Before any further introductions could take place, the man previously identified as Packer thrust out a hand and said, "Glad to meet you. I'm Olmstead Packer and this is my colleague Adjani Rajwandhi."

"I'll leave you gentlemen to become better acquainted. Don't forget to go by the buffet, now. Don't be bashful." The director left Spence in the care of his new acquaintances and plunged back into the swirl.

Olmstead Packer laughed heartily and said, "There goes a dynamo! A roly-poly dynamo. Why, if we could harness that energy-just think!"

"These HiEn bookworms!" remarked Rajwandhi. "They cannot stand to see anything without an outlet in it. They think all the world is a power grid."

"Not true, Adjani. Not true at all. The universe is one big reactor, and we're all subatomic particles bounding around in our random orbits." Packer smiled broadly.

Spence took to the big, red-bearded cherub immediately. With his kinky red hair that looked like rusty steel wool and his droopy-lidded brown eyes he appeared an almost comic figure always on the verge of laughing out loud.

Adjani, on the other hand, was a slight mongoose of a man who looked at the world through keen eyes, bright and hard as black diamonds. He had about him an air of mystery which Spence found intriguing and slightly exotic.

"Dr. Rajwandhi is a fellow of my department-" began Packer.

"But not of your discipline!" interrupted Adjani.

"No-sadly not of our discipline."

"What project are you attached to, Dr. Rajwandhi?" asked Spence politely.

"To my colleagues I am just Adjani, please. I am currently assigned to the plasma project. This is under Dr. Packer's supervision."

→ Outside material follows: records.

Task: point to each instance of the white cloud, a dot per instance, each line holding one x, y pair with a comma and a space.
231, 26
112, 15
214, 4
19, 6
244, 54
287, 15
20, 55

"You flatter me, Adjani," roared Packer, his teeth flashing white from out of the auburn tangle of his beard. He said to Spence, "Adjani here is under no one's supervision. The man has not yet been born who can keep up with him, and he does not know how to take direction."

"Can I help it if God granted me full measure of what other men possess only in part?"

"You'll get no argument from me, snake charmer. I'll sing your praises from here to Jupiter and back." Turning once more to Spence he explained, "Adjani is our Spark Plug-and the best in the business."

Spence looked at the slim Adjani with new respect. A Spark Plug, as they were called, was a member of an elite group of men and women so gifted as to be completely expert in numerous fields of study-as many as five or six. Whereas most scientists and theoricians were specialists, training their professional vision to ever narrower bands of the scientific spectrum, those like Adjani-and there were very few of them-worked in reverse, enlarging the scope of their knowledge wider and wider. In effect, they were specialists in everything: physics, chemistry, astronomy, biology, metallurgy, psychology, and all the rest.

Most often they were employed as systematicians-men who could view the overall course of a project and draw valuable information from other areas of study and bring it to bear upon a particular problem. They acted as catalysts of creativity-spark plugs-providing those quick, dynamic bursts of creative insight for projects that had grown too complex to rely on the accidental cross-pollinization of ideas from other disciplines.

They were the "connection men," making much needed connections between the problem at hand and useful data from areas unrelated to the project which nevertheless offered possible insight or solutions to stubborn problems. And connection men were in great demand. Science had long ago realized that it could no longer afford to wait for chance to match up and germinate the ideas from which scientific breakthroughs were born. The system, if it was to remain healthy and viable, needed help; the scientific method needed the boost that geniuses like Adjani could give.

So, Spence was duly impressed. He had never met a spark plug; there were not many of them, and the discipline was still too new to have penetrated into all branches of study. Mostly, connection men were snapped up by the bigger and more lavishly funded programs like high energy or laser physics.